Recently I attended a three-day conference on real estate investing. The sales pitch for the event was along the lines of “Learn to buy and sell with other people’s money!” “Make money even if you have bad credit!” “Learn what millionaires all over the country do to make money while they’re sitting on a beach in the Mediterranean!” You get the idea. But, I figured at least I’d be in a room with a few dozen potential clients who wanted to learn to buy and sell real estate for three days in a row, so I registered.
After listening to a performance that was 90% up-sell for the $35,000 training program the organization was promoting I made a list of things you should NEVER do as an investor regardless of what you’re told at an event like that one. Hopefully this satirical will get you to LOL and not *face palm*.
1) Trash yourcredit. Max out your credit cards, borrow money at high rates of interest, ignore finance fees and over leverage your personal assets. Don’t calculate the cost of this money into your expenses on an investment project, that will just reduce the amount of money you’ll make.
2) Hesitate when you see a good deal. Think it over for a week or longer and then come to the realization that if it really were that good of a deal someone else would have snatched it up already. This is how the pros do it.
3) Hold out for a higher price when selling. The money you could make now is not as valuable as the money you might make later
because after all, inflation is just a scare tactic and the market doesn’t fluctuate, it just goes up and up and up!

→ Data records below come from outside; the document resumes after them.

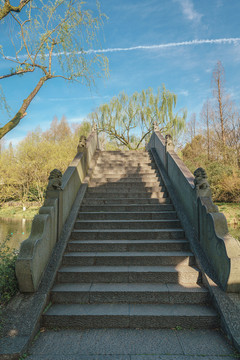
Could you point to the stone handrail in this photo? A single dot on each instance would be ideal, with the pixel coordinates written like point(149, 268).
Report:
point(208, 224)
point(46, 229)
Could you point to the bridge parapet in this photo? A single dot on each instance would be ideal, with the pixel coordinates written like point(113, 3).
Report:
point(209, 226)
point(47, 225)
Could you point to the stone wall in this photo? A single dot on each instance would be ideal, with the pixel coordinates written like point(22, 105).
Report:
point(35, 251)
point(209, 226)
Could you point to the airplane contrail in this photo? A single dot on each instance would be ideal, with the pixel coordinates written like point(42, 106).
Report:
point(148, 47)
point(168, 45)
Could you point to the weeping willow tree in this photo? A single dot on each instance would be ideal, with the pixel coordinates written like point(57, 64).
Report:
point(130, 120)
point(53, 39)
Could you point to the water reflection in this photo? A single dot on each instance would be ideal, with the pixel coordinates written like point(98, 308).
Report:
point(15, 229)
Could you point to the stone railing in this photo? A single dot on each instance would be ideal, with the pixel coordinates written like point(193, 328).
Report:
point(208, 225)
point(36, 251)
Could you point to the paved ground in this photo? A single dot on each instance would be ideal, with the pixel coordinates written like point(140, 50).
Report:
point(131, 344)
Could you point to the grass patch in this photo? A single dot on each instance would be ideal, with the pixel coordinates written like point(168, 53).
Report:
point(8, 280)
point(232, 213)
point(17, 211)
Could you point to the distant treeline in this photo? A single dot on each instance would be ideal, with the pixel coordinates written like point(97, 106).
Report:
point(24, 170)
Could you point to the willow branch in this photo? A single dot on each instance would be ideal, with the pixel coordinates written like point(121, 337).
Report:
point(22, 111)
point(7, 8)
point(19, 72)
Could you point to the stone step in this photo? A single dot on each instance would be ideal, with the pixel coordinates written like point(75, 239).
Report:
point(127, 245)
point(180, 274)
point(127, 215)
point(127, 224)
point(123, 178)
point(124, 152)
point(116, 234)
point(128, 180)
point(115, 190)
point(126, 195)
point(143, 316)
point(120, 170)
point(126, 162)
point(157, 258)
point(123, 187)
point(127, 207)
point(125, 201)
point(122, 293)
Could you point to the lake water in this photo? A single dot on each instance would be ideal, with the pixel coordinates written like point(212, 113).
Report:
point(16, 230)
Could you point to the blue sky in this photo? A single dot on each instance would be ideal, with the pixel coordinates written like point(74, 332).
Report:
point(148, 43)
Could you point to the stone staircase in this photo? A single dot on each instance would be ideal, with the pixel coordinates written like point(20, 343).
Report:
point(127, 262)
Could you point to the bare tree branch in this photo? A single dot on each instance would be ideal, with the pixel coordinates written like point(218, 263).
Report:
point(22, 111)
point(7, 8)
point(18, 72)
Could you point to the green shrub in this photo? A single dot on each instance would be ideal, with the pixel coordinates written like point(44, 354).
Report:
point(8, 281)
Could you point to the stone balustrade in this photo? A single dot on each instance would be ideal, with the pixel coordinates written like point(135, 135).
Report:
point(36, 251)
point(208, 225)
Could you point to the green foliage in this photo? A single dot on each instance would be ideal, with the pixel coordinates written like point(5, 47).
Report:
point(8, 281)
point(56, 40)
point(24, 171)
point(224, 178)
point(130, 119)
point(232, 213)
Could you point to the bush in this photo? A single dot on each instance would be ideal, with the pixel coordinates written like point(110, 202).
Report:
point(8, 280)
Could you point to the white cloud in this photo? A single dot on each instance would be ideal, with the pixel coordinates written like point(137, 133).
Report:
point(183, 92)
point(169, 45)
point(188, 10)
point(234, 41)
point(93, 97)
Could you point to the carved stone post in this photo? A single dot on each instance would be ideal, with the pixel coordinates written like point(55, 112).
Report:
point(54, 191)
point(155, 126)
point(203, 189)
point(168, 147)
point(82, 144)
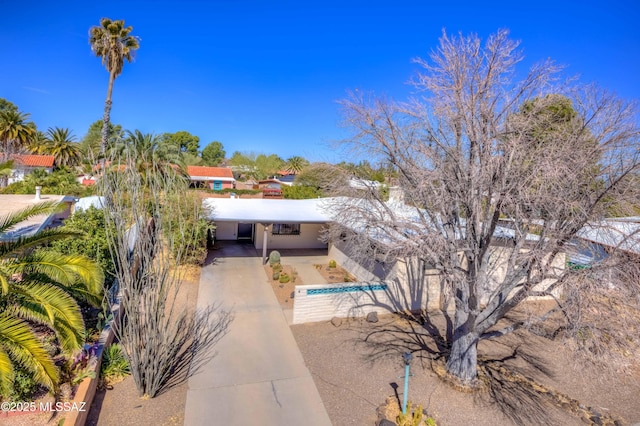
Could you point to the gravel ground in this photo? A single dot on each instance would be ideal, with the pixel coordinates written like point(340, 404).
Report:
point(357, 365)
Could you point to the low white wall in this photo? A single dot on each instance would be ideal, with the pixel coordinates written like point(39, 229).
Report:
point(227, 231)
point(308, 238)
point(346, 300)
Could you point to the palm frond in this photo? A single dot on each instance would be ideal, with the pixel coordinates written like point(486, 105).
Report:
point(65, 269)
point(24, 244)
point(7, 372)
point(12, 219)
point(20, 343)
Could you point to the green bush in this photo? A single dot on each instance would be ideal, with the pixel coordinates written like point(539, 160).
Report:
point(274, 257)
point(114, 363)
point(24, 386)
point(94, 245)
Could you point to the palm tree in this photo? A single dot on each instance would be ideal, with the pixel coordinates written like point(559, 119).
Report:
point(39, 287)
point(112, 42)
point(149, 153)
point(63, 146)
point(15, 132)
point(295, 165)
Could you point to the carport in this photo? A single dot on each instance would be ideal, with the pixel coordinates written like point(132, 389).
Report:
point(269, 223)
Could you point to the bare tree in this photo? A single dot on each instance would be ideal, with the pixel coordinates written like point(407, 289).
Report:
point(162, 339)
point(498, 177)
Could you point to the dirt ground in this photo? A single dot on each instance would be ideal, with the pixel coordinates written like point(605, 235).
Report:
point(358, 365)
point(120, 404)
point(284, 291)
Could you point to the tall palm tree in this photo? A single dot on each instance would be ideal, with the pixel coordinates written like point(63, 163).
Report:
point(149, 153)
point(112, 42)
point(15, 132)
point(61, 143)
point(40, 287)
point(295, 165)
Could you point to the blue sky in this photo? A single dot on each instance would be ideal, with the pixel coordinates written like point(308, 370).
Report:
point(265, 76)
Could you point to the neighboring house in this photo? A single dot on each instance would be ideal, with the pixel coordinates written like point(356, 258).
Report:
point(215, 178)
point(271, 188)
point(23, 164)
point(596, 241)
point(16, 202)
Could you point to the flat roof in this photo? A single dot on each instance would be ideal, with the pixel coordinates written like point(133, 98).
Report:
point(262, 210)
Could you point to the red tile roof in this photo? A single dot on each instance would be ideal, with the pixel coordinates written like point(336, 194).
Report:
point(222, 172)
point(35, 160)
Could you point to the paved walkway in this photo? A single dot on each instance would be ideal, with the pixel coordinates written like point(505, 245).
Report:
point(258, 375)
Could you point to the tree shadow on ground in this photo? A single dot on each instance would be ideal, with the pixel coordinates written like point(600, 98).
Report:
point(507, 368)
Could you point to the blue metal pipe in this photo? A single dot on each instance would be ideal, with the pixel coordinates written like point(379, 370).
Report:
point(406, 388)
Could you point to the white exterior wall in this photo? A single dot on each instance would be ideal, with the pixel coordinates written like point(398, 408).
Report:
point(323, 307)
point(352, 266)
point(423, 292)
point(308, 238)
point(226, 231)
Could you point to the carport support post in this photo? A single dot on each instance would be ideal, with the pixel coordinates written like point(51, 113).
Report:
point(264, 243)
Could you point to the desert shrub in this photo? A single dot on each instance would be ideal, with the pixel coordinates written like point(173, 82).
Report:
point(61, 182)
point(24, 386)
point(114, 364)
point(186, 230)
point(235, 191)
point(274, 257)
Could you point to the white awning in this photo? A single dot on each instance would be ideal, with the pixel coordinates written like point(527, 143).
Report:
point(260, 210)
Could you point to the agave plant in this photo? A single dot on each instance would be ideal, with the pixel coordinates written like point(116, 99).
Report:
point(39, 287)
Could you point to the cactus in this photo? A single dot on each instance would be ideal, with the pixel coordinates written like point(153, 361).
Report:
point(274, 257)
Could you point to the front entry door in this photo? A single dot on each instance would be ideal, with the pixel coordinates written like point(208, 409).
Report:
point(245, 231)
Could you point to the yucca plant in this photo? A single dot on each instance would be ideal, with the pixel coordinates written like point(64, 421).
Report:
point(40, 287)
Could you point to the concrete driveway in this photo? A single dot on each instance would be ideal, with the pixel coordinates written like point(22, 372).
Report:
point(258, 375)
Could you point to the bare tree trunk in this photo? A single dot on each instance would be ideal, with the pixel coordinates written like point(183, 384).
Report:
point(106, 118)
point(463, 358)
point(161, 338)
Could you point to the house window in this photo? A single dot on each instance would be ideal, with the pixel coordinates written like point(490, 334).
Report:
point(285, 229)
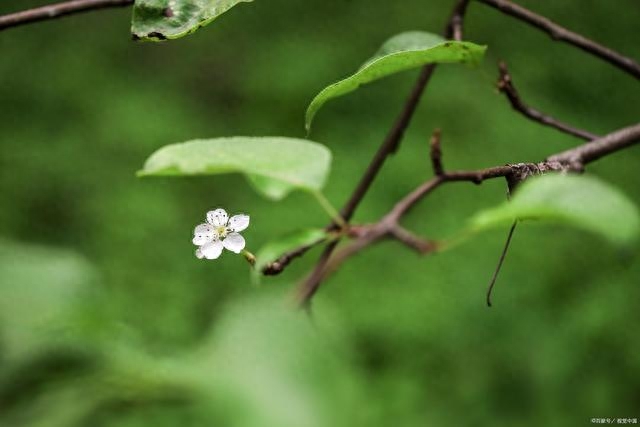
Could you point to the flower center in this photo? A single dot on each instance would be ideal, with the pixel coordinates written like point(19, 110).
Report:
point(222, 231)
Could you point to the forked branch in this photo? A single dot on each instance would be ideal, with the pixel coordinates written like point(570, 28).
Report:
point(57, 10)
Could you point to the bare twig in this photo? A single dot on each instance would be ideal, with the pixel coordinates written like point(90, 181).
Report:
point(500, 261)
point(436, 153)
point(592, 151)
point(560, 33)
point(281, 263)
point(571, 160)
point(57, 10)
point(388, 147)
point(505, 85)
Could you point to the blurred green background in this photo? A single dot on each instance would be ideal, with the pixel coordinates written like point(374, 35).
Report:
point(108, 319)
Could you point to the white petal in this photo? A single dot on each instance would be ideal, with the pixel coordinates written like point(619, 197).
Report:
point(239, 222)
point(212, 250)
point(234, 242)
point(204, 233)
point(218, 217)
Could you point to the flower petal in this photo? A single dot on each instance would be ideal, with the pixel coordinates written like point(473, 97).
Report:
point(234, 242)
point(204, 233)
point(217, 217)
point(211, 250)
point(239, 222)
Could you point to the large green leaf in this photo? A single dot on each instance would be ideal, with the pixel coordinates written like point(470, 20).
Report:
point(157, 20)
point(274, 165)
point(272, 250)
point(402, 52)
point(581, 201)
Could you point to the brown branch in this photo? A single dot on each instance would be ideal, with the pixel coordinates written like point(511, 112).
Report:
point(570, 160)
point(57, 10)
point(500, 262)
point(277, 266)
point(505, 85)
point(389, 146)
point(435, 152)
point(591, 151)
point(562, 34)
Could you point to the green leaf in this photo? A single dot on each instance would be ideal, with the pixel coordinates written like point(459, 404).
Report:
point(157, 20)
point(41, 292)
point(268, 365)
point(581, 201)
point(272, 250)
point(275, 166)
point(401, 52)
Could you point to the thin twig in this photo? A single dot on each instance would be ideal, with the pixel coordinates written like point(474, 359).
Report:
point(591, 151)
point(500, 261)
point(505, 85)
point(57, 10)
point(560, 33)
point(571, 160)
point(435, 152)
point(388, 147)
point(281, 263)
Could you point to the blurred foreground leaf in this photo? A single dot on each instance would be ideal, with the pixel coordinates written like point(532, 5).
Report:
point(274, 165)
point(271, 367)
point(157, 20)
point(41, 290)
point(272, 250)
point(581, 201)
point(401, 52)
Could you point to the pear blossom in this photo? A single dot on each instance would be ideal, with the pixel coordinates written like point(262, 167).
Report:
point(220, 232)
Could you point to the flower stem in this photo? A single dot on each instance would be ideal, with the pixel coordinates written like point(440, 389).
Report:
point(330, 209)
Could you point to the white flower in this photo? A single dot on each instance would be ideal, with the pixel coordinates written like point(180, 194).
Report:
point(219, 232)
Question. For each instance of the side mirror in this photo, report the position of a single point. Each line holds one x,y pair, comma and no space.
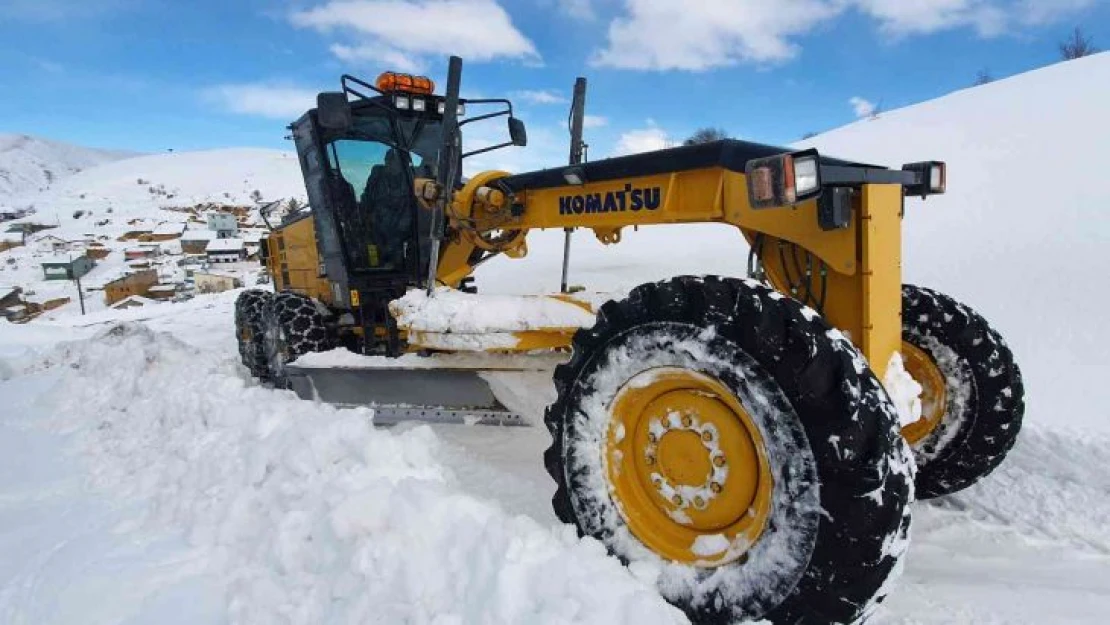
517,133
333,111
784,180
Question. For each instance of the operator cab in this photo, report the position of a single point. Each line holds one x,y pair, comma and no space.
363,152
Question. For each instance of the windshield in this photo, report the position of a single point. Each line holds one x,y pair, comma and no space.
376,163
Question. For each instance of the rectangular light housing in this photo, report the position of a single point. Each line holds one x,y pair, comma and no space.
932,178
784,180
442,107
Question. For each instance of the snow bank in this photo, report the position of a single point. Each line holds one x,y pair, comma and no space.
306,513
450,311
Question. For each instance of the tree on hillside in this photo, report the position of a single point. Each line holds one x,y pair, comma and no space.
706,135
1077,46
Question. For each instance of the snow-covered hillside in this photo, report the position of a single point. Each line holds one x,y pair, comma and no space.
29,164
138,188
1025,222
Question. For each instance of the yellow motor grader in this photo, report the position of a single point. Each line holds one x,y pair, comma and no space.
732,434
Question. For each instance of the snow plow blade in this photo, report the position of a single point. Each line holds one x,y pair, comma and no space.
396,395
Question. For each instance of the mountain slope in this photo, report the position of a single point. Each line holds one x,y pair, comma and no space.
30,164
1025,221
138,188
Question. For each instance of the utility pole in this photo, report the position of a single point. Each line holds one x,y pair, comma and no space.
577,155
80,293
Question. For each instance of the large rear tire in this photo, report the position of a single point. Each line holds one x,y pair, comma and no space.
294,325
688,376
250,310
974,397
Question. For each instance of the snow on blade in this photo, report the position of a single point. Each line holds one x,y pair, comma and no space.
466,313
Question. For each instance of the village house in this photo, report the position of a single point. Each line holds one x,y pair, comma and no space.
168,231
162,292
11,306
195,241
224,224
51,243
137,283
132,302
225,251
142,251
9,240
67,266
8,214
215,282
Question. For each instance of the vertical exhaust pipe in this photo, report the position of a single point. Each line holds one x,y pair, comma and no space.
577,155
447,172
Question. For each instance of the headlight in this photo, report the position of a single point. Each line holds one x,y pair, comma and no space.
806,179
443,107
784,180
931,179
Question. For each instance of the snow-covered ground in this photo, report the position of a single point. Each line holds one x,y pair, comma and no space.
29,164
143,476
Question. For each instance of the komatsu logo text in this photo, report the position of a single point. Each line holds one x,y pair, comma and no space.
629,199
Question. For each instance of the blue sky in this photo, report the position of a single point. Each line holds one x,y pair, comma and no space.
157,74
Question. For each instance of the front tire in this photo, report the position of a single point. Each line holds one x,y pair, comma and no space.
293,326
250,331
974,396
830,484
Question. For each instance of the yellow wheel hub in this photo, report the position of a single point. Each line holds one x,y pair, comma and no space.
934,392
687,466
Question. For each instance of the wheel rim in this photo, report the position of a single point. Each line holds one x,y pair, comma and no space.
687,467
934,384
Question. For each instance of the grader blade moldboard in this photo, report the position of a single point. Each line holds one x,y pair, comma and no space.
432,395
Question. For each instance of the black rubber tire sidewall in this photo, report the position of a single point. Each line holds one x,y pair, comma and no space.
293,326
250,313
864,466
986,394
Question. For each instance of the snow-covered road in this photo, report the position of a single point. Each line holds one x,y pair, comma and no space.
144,479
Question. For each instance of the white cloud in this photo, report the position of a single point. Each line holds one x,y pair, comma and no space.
477,30
643,140
700,34
382,57
594,121
273,101
989,18
577,9
540,97
902,18
863,108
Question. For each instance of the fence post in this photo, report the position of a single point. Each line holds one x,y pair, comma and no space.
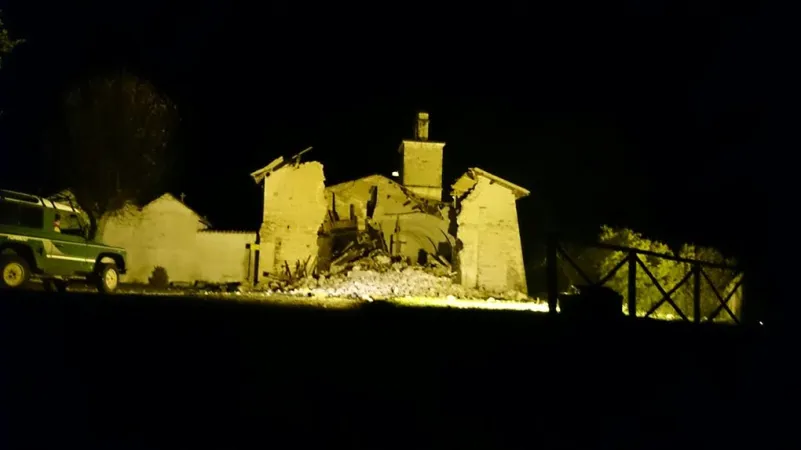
697,293
632,297
551,272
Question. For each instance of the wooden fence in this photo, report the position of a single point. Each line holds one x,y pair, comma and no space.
633,259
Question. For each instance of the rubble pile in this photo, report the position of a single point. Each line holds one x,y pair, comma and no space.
377,277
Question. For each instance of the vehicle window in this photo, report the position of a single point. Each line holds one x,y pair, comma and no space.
70,224
21,215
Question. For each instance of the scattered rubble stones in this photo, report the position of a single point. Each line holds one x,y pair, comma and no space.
376,277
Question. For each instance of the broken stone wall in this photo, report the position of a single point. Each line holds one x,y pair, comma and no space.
294,209
491,253
408,231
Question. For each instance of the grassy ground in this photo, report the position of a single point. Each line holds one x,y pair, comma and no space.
135,371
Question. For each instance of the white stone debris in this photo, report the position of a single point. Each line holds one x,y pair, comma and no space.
376,278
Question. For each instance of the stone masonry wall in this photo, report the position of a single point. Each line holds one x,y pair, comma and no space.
165,233
491,254
294,209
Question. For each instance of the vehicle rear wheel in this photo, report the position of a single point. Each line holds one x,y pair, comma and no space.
107,278
54,285
14,271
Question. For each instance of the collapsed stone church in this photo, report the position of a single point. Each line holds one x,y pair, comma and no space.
309,227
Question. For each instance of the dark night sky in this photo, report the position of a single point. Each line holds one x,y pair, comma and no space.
656,115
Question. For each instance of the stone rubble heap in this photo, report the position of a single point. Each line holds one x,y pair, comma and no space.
377,278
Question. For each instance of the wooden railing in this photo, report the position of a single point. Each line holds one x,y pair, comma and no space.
698,273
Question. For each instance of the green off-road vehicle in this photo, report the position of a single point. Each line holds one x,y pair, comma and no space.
49,240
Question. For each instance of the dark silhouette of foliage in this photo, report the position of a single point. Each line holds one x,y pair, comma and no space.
114,145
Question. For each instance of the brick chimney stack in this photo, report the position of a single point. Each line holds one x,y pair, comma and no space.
421,130
421,169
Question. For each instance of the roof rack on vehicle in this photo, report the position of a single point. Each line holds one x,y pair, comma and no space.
19,196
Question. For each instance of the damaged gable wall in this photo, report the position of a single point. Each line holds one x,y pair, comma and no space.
491,255
294,209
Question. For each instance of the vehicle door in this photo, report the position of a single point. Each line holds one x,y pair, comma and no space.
69,253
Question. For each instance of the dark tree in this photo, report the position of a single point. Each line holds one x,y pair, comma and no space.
114,149
7,43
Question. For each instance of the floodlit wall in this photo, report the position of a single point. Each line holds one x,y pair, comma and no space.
491,254
224,256
166,233
294,209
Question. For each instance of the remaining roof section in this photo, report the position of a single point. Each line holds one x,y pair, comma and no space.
468,180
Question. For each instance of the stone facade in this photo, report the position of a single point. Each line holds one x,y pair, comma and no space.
166,233
294,209
490,252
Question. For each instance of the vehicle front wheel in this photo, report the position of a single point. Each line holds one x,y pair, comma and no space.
107,278
14,271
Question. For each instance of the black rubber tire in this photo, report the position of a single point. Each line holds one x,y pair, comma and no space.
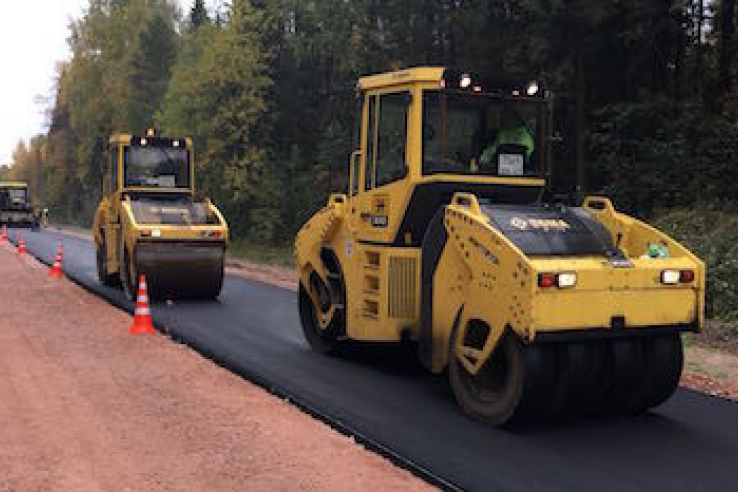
324,341
129,278
629,365
103,276
665,361
515,385
585,378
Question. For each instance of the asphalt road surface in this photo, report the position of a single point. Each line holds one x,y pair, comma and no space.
688,444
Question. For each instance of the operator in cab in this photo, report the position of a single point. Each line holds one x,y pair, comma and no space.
504,130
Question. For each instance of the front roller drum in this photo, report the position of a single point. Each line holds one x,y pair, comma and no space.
516,383
181,271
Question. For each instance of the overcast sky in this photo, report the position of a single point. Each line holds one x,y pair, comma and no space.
33,37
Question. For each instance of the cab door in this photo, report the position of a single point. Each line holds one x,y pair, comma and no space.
111,213
383,166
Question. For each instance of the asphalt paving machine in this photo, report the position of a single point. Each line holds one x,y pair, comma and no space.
150,222
15,206
446,239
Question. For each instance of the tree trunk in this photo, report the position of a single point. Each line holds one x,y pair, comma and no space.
727,41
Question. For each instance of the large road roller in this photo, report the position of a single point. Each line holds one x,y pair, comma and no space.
15,205
150,222
446,239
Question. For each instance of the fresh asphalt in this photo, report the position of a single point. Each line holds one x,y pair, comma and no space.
688,444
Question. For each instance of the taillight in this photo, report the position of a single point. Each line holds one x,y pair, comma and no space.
563,280
566,280
546,280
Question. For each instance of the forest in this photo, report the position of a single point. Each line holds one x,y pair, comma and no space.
646,102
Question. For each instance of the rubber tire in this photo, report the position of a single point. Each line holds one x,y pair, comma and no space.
585,380
629,366
324,341
103,276
526,376
665,361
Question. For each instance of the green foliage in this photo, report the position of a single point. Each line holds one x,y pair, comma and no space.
658,154
711,232
646,98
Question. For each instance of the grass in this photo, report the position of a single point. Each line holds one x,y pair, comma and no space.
243,249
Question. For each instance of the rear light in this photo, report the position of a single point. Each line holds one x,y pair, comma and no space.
686,276
546,280
563,280
673,277
566,280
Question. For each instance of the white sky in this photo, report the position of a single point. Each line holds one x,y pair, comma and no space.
33,37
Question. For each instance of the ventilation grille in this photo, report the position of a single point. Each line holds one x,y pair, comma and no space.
402,273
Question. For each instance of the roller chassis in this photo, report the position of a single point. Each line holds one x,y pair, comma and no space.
534,310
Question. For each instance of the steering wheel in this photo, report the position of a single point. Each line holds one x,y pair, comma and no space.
440,164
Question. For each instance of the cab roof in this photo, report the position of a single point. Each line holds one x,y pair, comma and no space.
407,76
127,138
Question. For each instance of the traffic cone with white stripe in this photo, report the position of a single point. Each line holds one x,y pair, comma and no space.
56,269
22,246
142,324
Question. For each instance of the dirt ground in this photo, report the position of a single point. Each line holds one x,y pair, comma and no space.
84,406
711,358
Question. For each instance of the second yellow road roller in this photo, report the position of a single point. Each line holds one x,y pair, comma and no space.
150,222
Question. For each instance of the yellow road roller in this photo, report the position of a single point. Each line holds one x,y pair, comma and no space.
445,239
150,222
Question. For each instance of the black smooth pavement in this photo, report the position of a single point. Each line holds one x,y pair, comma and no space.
688,444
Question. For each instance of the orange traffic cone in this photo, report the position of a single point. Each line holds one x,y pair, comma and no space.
56,269
142,324
22,246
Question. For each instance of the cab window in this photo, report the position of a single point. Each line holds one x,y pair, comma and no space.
386,145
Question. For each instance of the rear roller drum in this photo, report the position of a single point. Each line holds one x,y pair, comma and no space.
515,384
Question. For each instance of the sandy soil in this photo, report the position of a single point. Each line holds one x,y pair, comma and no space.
87,407
711,364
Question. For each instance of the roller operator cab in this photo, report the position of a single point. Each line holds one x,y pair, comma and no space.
149,221
535,310
15,206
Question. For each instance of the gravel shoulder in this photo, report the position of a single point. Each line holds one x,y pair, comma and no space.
711,362
88,407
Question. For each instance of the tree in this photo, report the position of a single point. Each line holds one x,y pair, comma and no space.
199,15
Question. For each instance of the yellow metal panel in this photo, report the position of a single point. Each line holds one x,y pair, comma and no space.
571,310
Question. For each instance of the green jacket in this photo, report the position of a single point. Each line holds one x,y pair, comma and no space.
514,136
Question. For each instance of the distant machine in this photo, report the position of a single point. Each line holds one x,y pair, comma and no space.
445,239
149,221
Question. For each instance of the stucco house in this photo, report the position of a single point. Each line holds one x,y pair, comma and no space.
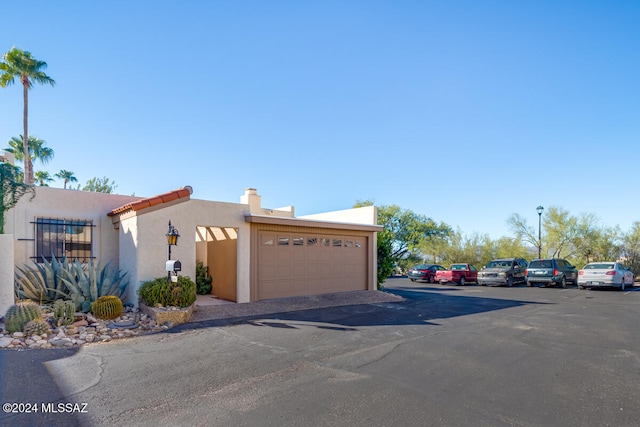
252,253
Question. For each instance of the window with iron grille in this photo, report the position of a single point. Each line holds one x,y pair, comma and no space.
63,238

Ask all the folks who bought houses in 2005 and put them up for sale in 2007, they’ll tell you.
4) Never pay for work you can perform yourself. There is no reason to hire a real estate agent to list and promote your property, you can put it on Craigslist yourself and pick up a “For Sale” sign at the local hardware store. Contractors are over-rated; you can reroof your house, paint the inside and replace siding all on your own with a hammer and a paint brush. It’s not like you have anything else you could be doing that would be more constructive anyway, right? And definitely skip right through the escrow process and record that deed yourself. Title reports are a waste of time, you know the seller is the real owner because they called from your “We Buy Homes Fast” sign and told you so.
5) Never waste your time or energy on a back-up plan. That kind of negativity will just enable you to back out of the deal and being an enabler is bad. That goes double for folks who constantly ask, “What if…?” You need to eliminate any other possible outcomes from your equation.
6) Remain ignorant to disclosure requirements and contract law. What you don’t know can’t hurt you!
7) Don’t talk to or work with other investors; they are your competition after all.